競プロ初心者向け。
先日参加したAtcoderにて、DPの計算量を削減する方法を知り、とても感動したのでメモ。
問題
一列に並んだ Nマスから成るマス目があり、マスには左から順番に1,2,…,Nの番号がついています。
このマス目で暮らしている高橋君は、現在マス 1にいて、後述の方法で移動を繰り返してマスNへ行こうとしています。
10以下の整数 Kと、共通部分を持たないK個の区間 [L1,R1],[L2,R2],…,[LK,RK]
が与えられ、これらの区間の和集合をSとします。
ただし、区間 [l,r]は l以上 r以下の整数の集合を表します。
- マスiにいるとき、Sから整数を 1つ選んで (dとする)、マス i+dに移動する。ただし、マス目の外に出るような移動を行ってはならない。
高橋君のために、マスNに行く方法の個数を 998244353で割った余りを求めてください。
ナイーブな解き方
一見すると、以下のような単純なDPで解けそう!という風に見えます。
dp[i]: 位置iに到達する移動方法の数
dp[i] = \sum_{s \in S}dp[i-s]
しかし、これだとdpテーブルの更新数(N) x Sの要素数(N) でN^2の計算量がかかってしまい、TLEエラーで通すことはできません。
高速化①
Sの要素が区間として与えられており、かつ区間同士で共通部分を持たないことに注目すると、
区間[Li, Ri]での移動はDP上のある区間の和と考えられます。
例: 区間[1, 5]の場合、 dp[i] = dp[i-1]+dp[i-2] + ... + dp[i-5]
これを利用すると、DPテーブルは下記のように書き換えられます。
dp[i] = \sum_{lr \in S}\sum_{j \in [l,r]}(dp[i-j])
(lr:Sに含まれる一つの区間)
高速化②
高速化①で、区間和を愚直に求めようとするとやはり計算量Nのため、全体で計算量N^2のままです。そこで、累積和の考え方を使うことで、区間和の計算を高速化します。

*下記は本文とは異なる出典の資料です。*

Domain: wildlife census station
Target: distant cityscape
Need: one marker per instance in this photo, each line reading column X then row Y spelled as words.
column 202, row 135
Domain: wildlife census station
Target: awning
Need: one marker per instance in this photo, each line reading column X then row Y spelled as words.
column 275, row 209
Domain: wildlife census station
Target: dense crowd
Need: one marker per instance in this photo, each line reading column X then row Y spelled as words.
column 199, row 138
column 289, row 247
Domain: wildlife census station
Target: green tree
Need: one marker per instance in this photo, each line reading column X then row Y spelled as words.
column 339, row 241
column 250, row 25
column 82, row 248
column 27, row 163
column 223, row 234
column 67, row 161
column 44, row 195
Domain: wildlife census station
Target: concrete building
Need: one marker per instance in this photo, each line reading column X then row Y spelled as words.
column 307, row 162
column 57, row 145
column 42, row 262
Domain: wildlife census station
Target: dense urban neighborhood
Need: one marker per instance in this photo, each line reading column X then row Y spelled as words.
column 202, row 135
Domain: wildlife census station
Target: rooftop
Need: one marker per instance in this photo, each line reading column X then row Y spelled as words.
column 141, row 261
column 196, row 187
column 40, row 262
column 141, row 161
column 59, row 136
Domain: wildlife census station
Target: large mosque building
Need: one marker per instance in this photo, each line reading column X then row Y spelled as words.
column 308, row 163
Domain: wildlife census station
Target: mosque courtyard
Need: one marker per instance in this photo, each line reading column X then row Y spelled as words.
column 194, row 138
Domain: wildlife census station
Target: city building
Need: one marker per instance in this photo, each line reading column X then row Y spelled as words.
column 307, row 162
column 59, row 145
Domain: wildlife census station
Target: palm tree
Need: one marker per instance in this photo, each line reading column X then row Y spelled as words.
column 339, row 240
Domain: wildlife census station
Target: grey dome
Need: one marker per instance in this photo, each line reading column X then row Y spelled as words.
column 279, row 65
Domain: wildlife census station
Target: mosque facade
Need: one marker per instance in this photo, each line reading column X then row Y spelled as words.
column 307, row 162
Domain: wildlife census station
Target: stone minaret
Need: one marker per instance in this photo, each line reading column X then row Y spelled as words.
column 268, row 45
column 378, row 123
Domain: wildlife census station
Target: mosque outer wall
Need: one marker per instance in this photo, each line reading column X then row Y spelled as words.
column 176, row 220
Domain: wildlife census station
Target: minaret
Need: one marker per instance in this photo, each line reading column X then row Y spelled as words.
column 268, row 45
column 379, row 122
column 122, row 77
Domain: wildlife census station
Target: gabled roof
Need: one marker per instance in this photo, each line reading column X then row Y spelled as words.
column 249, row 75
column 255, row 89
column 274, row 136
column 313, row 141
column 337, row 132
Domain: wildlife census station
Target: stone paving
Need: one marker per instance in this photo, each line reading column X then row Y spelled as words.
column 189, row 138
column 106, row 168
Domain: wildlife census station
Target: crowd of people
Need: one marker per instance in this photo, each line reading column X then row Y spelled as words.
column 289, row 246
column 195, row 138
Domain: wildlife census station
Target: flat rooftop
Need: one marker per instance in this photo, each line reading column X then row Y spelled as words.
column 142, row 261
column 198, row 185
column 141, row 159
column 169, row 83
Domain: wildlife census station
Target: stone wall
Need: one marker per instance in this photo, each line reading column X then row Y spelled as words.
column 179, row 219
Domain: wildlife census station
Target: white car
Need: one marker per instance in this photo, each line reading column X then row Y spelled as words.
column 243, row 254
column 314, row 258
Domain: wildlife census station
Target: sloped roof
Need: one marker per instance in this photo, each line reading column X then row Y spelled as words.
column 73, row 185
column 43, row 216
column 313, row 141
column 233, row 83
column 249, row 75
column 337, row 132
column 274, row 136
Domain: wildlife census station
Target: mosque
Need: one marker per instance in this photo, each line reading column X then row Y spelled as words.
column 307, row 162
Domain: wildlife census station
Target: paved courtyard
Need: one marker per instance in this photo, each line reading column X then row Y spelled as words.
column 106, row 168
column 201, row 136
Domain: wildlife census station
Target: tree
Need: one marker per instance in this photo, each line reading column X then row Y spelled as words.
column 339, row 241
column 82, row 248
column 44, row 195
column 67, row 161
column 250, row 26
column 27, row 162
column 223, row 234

累積和とは、数列上で最初の要素から特定の要素までの値を順々に足し合わせたもので、
累積和を利用することで、数列上の区間和を下記のように計算できます。
(数列Lのi~jまでの区間和) = ([jまでの累積和] - [iまでの累積和])
この方法によって、任意の区間和を定数時間で計算することができ、全体の計算量をNKに抑えることができます。
累積和をsdpで表すと、DPは下記のようになります。
dp[i] = \sum_{lr \in S}(sdp[i-lr[r] - sdp[i-lr[l])
実装
pythonによる実装です。
dpの初期値(dp[0])は最初の場所へ行く方法の数なので1です。
N, K = map(int, input().split())
LR = [list(map(int, input().split())) for _ in range(K)]
mod = 998244353
S = []
for k in range(K):
for i in range(LR[k][0], LR[k][1] + 1):
S.append(i)
dp = [0] * N # dpテーブル
sdp = [0] * (N+1) # dpテーブルの累積和
# DPの初期値を設定
dp[0] = 1
sdp[1] = 1
for n in range(1, N):
for lr in LR:
left = max(0, n - lr[1])
right = max(0, n - lr[0] + 1)
dp[n] += sdp[right] - sdp[left]
dp[n] %= mod
sdp[n+1] = (sdp[n] + dp[n]) % mod
res = dp[N-1]
print(res)
まとめ
区間を利用したDPの計算と、累積和を利用した高速化という2つの概念が学べる良問でした。
D問題となると、単純なDPが実装できるだけではなく、計算量への意識が求められる、ということなのですね。